Substituir o CD3 pelo CD4 não significa, portanto, necessariamente que a durabilidade seja prejudicada.
A diferença entre o CD3 e o CD4 reside, na fórmula, no radical ligado ao átomo de nitrogênio à direita:
CD3: C2H4NHSO2CH3
CD4: C2H4OH
Vale a pena mencionar também o Neofin-Color da Tetenal. Ele era capaz de revelar filmes negativos coloridos da Kodak e da Agfa (processo antigo) em uma única solução, embora eles tivessem composições totalmente diferentes (por exemplo, Agfa CN17, CNS20 e Kodak Ektacolor-S, Vericolor II, Kodacolor II etc.). E, no meu arquivo, não tenho conhecimento de nenhuma redução na estabilidade dos corantes em comparação com a química original.

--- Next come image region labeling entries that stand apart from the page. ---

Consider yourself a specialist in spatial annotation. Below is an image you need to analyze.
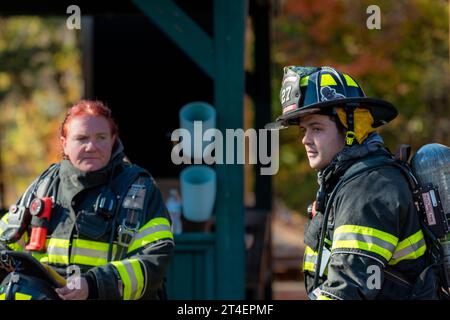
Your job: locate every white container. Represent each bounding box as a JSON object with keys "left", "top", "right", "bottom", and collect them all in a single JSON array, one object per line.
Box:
[
  {"left": 180, "top": 165, "right": 217, "bottom": 222},
  {"left": 179, "top": 101, "right": 216, "bottom": 162}
]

Por segurança, usem um estabilizador com formalina; acho infantil ter medo disso. Há 40 anos, muitas vezes senti a picada da formalina no nariz por horas a fio e, até hoje, nunca fiquei gravemente doente. Talvez justamente por isso :)
Há pouco, de bicicleta, passei por um carro a gasolina com o motor frio recém-ligado; achei isso muito mais preocupante do que a formalina.
Atenciosamente, Wolfgang
Wolfgg
Mais uma observação:
Em 1995, encontrei uma fórmula da Neofin-Color e a preparei imediatamente com os produtos químicos brutos.
Essa fórmula se baseava no CD1 em vez do CD4, e eu estava, naturalmente, cético. Mas o resultado não decepcionou: todas as cores ficaram perfeitas. As máscaras também.
Os negativos de teste daquela época ainda existem e já têm quase 23 anos. Até agora, essa variação em relação ao C41 não prejudicou a durabilidade das cores; todas as três camadas de cor ainda estão intactas, assim como nos filmes revelados na época no C41 de acordo com o tipo. Aqui está, para avaliação, a digitalização recém-feita de um Agfa Ultra, que na época foi “revelado” no Neofin CD1:
[ANEXO NÃO ENCONTRADO]
Portanto, o filme não guardou rancor pelo CD errado até hoje.
Atenciosamente, Wolfgang
Rolf-Werner
Bem, muito obrigado pelas opiniões de vocês! Então eu estava certo na minha intuição (não passava disso). Mas ainda se consegue formalina ou solução fixadora com formalina hoje em dia?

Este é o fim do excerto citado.